O discurso de renovação, da nova política, utilizado pela grande maioria dos candidatos nas eleições de 2018 ficou pelo caminho. Pesquisa Datafolha, divulgada na quarta-feira (18), mostra que o Congresso Nacional é reprovado por 45% da população brasileira. Apesar da renovação histórica no Senado e na Câmara dos Deputados, a figura do político que está lá em Brasília segue impopular e decepcionando os eleitores. O índice de 45% é dez pontos percentuais a mais do que a pesquisa realizada no fim de agosto.

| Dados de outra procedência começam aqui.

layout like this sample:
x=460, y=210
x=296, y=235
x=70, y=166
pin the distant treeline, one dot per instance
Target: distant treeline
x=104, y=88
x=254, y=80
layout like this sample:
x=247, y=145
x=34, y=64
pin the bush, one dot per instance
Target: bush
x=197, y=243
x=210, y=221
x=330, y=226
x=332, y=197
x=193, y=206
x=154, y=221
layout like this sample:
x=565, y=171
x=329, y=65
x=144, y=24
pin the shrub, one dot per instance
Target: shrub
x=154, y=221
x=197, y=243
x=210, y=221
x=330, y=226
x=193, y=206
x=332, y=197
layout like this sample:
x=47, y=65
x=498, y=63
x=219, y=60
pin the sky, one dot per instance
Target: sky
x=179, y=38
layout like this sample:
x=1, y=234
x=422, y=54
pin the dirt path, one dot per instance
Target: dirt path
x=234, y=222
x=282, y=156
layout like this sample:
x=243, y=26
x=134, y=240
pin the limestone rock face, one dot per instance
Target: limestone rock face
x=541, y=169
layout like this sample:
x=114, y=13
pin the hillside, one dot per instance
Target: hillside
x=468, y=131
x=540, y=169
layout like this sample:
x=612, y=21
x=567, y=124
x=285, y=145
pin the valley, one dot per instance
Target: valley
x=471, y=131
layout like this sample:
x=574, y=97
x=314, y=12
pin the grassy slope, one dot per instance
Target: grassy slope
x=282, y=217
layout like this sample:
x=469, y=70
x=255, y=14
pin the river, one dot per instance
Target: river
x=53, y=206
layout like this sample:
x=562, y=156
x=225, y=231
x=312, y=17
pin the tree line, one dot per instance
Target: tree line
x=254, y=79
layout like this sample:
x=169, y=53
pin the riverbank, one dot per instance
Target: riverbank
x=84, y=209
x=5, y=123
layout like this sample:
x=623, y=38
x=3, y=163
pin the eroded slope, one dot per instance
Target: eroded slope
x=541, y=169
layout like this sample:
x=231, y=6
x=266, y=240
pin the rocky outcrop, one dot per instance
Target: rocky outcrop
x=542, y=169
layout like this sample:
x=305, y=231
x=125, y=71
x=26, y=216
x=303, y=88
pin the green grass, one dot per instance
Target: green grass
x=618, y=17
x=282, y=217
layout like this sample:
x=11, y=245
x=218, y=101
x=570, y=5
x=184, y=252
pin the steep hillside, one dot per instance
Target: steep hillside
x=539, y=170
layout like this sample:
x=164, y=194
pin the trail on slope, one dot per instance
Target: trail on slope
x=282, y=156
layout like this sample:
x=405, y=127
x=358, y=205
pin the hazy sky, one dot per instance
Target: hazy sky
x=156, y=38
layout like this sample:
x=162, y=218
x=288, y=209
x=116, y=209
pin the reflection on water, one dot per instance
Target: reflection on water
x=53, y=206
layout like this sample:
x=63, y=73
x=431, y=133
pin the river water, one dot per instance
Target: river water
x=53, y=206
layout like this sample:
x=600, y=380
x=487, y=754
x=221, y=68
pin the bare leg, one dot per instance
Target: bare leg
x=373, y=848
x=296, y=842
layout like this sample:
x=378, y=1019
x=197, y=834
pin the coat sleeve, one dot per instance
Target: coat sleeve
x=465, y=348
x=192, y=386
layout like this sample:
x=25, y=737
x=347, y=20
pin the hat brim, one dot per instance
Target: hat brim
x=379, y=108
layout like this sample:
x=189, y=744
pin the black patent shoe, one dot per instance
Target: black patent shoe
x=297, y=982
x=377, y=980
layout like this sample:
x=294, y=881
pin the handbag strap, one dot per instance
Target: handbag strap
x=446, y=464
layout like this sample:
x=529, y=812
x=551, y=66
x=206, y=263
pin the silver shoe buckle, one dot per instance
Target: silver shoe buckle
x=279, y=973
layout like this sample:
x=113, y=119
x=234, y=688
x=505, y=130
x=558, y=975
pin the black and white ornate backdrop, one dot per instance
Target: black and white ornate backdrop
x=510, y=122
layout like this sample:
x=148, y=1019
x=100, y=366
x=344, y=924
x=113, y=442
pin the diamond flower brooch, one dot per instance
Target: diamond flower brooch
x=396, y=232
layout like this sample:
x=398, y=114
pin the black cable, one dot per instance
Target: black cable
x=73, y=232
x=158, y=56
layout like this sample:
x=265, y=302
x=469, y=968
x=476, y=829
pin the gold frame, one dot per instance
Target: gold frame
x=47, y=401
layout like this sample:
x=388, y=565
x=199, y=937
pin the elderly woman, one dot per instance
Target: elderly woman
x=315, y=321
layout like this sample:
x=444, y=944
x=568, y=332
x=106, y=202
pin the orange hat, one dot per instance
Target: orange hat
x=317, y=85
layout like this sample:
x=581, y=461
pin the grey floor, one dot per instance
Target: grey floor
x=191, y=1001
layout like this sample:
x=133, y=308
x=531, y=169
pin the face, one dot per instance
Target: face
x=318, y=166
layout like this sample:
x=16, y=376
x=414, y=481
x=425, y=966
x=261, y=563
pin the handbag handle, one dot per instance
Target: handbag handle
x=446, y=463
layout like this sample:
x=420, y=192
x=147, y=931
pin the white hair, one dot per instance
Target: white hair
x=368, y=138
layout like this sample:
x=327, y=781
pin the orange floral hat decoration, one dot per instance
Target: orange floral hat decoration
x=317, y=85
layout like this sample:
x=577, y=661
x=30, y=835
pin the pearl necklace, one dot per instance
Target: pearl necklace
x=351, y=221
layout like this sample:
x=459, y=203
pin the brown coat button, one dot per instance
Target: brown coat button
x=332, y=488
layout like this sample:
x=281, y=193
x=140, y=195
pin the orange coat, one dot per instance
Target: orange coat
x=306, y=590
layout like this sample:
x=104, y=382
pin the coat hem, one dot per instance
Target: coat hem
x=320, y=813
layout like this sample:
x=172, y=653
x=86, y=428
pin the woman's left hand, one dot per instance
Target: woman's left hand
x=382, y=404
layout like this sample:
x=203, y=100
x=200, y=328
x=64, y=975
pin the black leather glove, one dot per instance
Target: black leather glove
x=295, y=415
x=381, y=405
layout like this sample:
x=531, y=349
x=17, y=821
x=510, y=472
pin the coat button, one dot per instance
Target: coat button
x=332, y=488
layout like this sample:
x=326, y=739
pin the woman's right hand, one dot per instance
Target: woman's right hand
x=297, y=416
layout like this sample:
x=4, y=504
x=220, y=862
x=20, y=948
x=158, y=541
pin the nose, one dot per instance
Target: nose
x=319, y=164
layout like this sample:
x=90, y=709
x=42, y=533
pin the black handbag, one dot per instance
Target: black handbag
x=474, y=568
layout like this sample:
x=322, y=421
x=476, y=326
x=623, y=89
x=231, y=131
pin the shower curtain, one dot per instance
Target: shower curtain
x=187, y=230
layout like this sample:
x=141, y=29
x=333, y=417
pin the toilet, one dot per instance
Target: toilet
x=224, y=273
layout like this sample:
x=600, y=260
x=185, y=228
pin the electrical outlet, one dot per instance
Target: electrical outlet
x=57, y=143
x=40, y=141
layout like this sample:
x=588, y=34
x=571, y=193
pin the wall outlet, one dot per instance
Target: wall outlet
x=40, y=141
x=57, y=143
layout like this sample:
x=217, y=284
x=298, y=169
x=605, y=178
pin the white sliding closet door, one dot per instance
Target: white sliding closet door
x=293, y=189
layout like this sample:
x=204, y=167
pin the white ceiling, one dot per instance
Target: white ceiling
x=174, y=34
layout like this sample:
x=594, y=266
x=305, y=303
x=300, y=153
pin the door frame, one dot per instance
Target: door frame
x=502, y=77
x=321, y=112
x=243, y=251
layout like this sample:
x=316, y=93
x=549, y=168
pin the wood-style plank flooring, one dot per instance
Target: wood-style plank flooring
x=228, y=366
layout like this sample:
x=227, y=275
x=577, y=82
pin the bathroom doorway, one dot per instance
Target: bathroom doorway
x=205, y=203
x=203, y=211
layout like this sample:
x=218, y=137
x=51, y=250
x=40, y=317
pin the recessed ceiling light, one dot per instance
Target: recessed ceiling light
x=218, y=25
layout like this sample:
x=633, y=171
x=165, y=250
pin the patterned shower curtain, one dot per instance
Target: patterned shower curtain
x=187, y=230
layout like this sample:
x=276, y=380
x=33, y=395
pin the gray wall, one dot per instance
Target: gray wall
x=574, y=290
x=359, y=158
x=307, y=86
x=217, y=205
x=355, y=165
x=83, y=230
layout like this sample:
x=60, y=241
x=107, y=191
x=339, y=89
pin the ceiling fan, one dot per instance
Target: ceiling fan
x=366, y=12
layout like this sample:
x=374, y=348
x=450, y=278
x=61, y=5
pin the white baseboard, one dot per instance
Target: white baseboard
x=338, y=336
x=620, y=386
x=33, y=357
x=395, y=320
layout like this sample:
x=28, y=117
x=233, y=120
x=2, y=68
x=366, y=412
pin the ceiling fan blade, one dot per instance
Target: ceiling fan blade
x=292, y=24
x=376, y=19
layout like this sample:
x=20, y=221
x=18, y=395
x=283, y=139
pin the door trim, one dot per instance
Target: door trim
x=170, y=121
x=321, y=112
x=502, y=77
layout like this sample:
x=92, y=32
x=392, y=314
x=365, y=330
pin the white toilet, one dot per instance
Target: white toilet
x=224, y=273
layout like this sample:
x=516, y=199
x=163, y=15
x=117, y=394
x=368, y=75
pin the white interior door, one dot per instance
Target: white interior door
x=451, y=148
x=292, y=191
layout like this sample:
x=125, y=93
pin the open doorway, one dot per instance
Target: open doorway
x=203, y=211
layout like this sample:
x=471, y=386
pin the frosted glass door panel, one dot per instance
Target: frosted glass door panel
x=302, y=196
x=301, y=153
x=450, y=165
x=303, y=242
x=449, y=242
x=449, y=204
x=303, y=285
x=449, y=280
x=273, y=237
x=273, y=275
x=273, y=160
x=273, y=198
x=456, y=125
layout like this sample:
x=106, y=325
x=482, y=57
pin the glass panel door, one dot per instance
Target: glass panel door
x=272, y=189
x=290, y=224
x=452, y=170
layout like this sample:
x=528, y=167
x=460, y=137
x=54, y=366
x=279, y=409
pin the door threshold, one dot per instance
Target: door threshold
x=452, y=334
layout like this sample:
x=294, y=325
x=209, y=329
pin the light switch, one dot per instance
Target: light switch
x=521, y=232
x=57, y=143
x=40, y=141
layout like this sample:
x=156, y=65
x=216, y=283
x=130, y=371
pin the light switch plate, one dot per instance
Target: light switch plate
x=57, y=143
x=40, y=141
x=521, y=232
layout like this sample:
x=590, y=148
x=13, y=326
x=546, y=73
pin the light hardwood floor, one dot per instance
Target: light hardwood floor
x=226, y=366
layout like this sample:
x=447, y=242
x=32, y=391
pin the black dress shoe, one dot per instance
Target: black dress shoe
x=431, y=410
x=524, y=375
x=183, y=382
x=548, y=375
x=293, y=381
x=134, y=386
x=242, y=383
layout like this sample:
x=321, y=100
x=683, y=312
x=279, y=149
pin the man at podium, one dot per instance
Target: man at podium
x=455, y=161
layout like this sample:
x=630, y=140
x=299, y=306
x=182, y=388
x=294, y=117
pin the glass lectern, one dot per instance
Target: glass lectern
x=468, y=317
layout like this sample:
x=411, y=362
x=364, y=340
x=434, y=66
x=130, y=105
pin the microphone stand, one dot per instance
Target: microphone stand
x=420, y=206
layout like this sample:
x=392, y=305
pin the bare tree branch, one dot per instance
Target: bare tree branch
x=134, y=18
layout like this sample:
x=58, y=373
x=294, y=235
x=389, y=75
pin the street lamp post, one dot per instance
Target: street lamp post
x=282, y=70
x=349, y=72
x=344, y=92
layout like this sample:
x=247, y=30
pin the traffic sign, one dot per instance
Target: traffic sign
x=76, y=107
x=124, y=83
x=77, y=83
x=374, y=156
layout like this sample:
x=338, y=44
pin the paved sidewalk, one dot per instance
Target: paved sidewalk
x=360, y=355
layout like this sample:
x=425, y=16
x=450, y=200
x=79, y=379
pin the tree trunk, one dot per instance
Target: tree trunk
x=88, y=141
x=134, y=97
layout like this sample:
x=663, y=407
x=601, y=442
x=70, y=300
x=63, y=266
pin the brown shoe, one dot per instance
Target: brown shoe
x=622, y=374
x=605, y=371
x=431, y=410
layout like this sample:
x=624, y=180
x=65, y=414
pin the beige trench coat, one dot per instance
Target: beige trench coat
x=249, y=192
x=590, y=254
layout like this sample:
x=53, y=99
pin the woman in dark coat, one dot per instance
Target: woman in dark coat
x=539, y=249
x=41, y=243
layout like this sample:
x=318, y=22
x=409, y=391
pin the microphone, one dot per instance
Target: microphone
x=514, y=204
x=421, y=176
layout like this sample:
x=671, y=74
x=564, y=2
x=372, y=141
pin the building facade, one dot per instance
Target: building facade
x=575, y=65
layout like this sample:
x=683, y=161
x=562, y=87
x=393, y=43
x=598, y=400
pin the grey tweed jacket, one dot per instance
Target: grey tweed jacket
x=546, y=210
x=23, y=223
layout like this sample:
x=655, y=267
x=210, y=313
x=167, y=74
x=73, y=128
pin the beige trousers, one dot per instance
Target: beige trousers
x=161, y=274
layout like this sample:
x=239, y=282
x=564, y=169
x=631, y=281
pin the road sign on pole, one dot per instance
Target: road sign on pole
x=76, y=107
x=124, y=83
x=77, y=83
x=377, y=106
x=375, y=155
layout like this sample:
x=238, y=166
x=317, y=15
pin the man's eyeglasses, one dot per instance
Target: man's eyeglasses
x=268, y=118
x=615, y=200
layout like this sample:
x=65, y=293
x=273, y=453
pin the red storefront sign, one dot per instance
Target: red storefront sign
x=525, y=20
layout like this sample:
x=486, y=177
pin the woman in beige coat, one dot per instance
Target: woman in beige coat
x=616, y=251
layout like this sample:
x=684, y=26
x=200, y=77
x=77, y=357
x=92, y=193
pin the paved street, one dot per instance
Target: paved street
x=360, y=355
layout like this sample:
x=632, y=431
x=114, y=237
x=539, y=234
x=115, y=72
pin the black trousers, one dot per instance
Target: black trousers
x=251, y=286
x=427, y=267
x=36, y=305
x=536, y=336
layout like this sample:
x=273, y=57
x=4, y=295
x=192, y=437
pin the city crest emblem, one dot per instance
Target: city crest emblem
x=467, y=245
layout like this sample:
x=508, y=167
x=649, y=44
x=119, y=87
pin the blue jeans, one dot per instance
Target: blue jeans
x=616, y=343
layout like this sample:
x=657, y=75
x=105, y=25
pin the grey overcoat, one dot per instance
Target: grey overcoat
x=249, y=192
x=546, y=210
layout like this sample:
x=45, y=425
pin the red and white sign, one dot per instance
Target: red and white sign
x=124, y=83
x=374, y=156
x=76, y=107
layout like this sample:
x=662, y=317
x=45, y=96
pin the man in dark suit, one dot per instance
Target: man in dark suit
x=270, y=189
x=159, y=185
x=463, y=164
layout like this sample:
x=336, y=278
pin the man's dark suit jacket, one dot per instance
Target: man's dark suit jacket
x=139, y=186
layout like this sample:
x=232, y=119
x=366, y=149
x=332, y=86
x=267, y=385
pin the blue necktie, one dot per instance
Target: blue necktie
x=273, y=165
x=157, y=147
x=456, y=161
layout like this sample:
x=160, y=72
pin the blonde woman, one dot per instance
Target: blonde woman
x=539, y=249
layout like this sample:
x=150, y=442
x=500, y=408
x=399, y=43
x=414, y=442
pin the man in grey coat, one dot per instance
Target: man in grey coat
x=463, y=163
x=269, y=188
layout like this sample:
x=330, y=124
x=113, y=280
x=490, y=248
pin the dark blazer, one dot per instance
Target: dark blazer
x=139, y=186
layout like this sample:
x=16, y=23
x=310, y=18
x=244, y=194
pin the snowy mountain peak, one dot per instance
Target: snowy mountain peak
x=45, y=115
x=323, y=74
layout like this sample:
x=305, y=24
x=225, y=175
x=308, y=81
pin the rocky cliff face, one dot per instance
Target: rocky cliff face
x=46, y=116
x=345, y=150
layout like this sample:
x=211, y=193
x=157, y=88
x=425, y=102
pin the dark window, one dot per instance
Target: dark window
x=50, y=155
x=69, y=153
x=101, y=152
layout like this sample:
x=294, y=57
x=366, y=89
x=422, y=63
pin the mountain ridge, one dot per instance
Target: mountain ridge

A decepção com os parlamentares só cresce. Das 54 vagas em disputa no Senado na eleição do ano passado, 46 foram ocupadas por novos nomes, uma renovação de mais de 87%. Na Câmara, a taxa chegou a 52% dos parlamentares eleitos. Foi a maior renovação em mais de 30 anos. Dos 513 deputados eleitos, 244 ocupam as cadeiras pela primeira vez. Em janeiro, o analista político Gabriel Borges dizia que a tão falada renovação do Congresso ficou apenas nos números: “Essa renovação que está chegando, esses novos rostos não correspondem ao clamor das urnas, que era um pedido de renovação de ideias, de pessoas que nunca estiveram na política, que são fora do sistema”. Quase 11 meses depois, essa pesquisa do Datafolha comprova a análise feita por Borges. Mudaram os rostos, mas o sistema da “velha política” continua entranhado no Congresso. A promessa de renovação ficou para trás. Ainda prevalecem as práticas ardilosas, os conchavos, que só beneficiam os próprios políticos. Ou seja, o que continua como prioridade são os interesses partidários e eleitoreiros. O cidadão, que confiou seu voto a esses políticos, foi novamente descartado.